Abstract
Nucleophilic substitution on an sp³ carbon center is one of the most fundamental and widely used transformations in organic chemistry. While the stereochemical outcome of a SN2 reaction is well known - it takes place with configuration inversion - its unimolecular analog, the SN1 reaction, more often than not leads to racemic mixtures. It is also frequently accompanied by undesirable competing reactions, such as proton elimination, as well as rearrangements by hydride or alkyl migration. As a result, controlling stereochemistry in SN1-type reactions remains a major challenge.
In this talk, we present a novel, robust and fully predictable strategy for controlling the stereochemistry of SN1-type processes. This approach opens up new perspectives for the stereoselective synthesis of acyclic systems, based on the use of non-classical carbocations.
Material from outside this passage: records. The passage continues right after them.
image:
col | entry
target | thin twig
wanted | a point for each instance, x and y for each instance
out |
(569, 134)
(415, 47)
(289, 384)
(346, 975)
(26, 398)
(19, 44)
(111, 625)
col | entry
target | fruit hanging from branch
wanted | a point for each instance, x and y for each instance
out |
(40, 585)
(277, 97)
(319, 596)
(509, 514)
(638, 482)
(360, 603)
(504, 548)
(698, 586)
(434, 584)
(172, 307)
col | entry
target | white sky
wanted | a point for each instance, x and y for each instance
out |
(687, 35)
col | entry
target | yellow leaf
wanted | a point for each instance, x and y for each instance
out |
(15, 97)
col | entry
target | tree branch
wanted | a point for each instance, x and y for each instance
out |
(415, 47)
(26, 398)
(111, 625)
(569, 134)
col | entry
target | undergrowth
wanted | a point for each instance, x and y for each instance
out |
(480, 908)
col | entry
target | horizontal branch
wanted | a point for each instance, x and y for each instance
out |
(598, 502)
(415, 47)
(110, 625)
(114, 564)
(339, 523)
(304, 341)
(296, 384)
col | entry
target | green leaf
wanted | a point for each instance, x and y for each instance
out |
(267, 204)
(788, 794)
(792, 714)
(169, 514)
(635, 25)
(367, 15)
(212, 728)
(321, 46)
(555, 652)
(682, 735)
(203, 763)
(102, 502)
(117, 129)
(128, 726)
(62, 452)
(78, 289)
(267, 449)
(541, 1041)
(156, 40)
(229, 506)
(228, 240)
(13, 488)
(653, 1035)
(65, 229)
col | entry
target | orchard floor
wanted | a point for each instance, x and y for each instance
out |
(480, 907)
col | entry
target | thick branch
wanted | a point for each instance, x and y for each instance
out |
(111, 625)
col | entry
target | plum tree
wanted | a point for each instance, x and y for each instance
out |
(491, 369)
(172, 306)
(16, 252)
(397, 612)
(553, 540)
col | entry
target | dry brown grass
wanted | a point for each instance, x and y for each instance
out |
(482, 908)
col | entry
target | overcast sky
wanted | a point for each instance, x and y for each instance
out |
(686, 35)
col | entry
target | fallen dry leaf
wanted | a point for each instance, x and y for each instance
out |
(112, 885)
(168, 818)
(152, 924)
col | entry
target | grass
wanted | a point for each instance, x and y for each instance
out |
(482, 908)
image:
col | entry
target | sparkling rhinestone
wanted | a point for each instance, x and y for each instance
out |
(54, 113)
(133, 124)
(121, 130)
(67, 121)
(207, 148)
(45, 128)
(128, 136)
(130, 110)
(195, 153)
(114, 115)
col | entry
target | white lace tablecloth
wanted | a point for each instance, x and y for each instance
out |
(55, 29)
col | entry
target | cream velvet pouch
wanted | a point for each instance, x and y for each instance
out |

In specific SN1 reactions, our method enables the transformation to be directed selectively towards complete inversion or total configuration retention. It thus gives access to acyclic products obtained in the form of a single regioisomer, diastereoisomer and enantiomer, with several adjacent stereogenic centers. We will also show how to take advantage of well-documented carbocation rearrangements involving the breaking of C-C bonds, in order to form new stereo-defined C-C bonds at positions remote from the initial carbocation, with full stereochemical control, including in the presence of sensitive functional groups.